Hostility to Census Question Is Overblown

COMMENTARY Civil Society

Hostility to Census Question Is Overblown

Jan 11, 2018 1 min read
COMMENTARY BY
Mike Gonzalez

Angeles T. Arredondo E Pluribus Unum Senior Fellow

Mike is the Angeles T. Arredondo E Pluribus Unum Senior Fellow at The Heritage Foundation.
Asking about one’s immigration status is a modest, commonsense reform. Zheka-Boss

By asking the Census Bureau to provide a question on citizenship, the Trump administration is simply trying to get accurate information on the American population. It’s not new; previous Censuses have asked this question. Hostility to this limited reform is overblown, though unfortunately to be expected.

Leading the opposition is a cabal of special-interest organizations that are used to tightly controlling the Census through advisory committees. Late last year, they hyperventilated at news that the administration was considering academic Thomas Brunell for the deputy director position at the Census Bureau.

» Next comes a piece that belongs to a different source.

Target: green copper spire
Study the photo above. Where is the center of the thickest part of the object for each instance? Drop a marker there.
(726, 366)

They are on the front lines of resisting anything the administration will try to do with the Census. This time they are insisting, without proof, that asking a question on citizenship will reduce responses among immigrants.

The change is modest.

An even better reform would be to do away with questions on pan-ethnic groups — such as Hispanics, Asians, Pacific Islanders and one being proposed for Middle Easterners. But progressive lobbyists such as La Raza, NALEO and many others insist on dividing “We the People” into separate groups.

Rather than asking people to identify by ancestry, the Census should be about establishing the American demos, those who embrace America’s destiny by agreeing to participate in it as citizens — as one people.

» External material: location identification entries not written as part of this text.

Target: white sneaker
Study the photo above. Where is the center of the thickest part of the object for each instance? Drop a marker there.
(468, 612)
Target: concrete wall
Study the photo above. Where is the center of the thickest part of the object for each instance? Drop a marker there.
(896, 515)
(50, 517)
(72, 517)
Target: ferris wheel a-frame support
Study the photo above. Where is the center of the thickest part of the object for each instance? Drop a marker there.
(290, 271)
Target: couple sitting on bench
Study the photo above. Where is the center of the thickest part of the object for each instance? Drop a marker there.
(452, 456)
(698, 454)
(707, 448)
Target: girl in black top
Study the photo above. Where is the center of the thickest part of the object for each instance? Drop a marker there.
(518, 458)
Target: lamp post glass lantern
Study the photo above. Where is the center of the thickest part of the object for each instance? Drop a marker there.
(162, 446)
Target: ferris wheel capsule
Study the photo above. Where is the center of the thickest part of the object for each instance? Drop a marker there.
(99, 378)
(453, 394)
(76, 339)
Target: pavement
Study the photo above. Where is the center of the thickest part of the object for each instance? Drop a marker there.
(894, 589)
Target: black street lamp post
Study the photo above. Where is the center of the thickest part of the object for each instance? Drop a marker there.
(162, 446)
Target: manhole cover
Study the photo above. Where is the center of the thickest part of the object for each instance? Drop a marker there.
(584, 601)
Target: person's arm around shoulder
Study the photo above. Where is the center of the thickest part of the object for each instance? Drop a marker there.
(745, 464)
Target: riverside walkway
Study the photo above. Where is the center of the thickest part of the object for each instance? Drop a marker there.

It helps to remember the reason we have the Census. The very Indo-European root of the word census means “to evoke in speech, almost to call a thing into existence by naming it.”

A census’ key contribution to democracy — or rule by the people — is thus to provide the demos, to answer the existential question of what constitutes a people.

America's Founders understood this, which is why they required one in Article 1 of the Constitution. Asking about one’s immigration status is a modest, commonsense reform.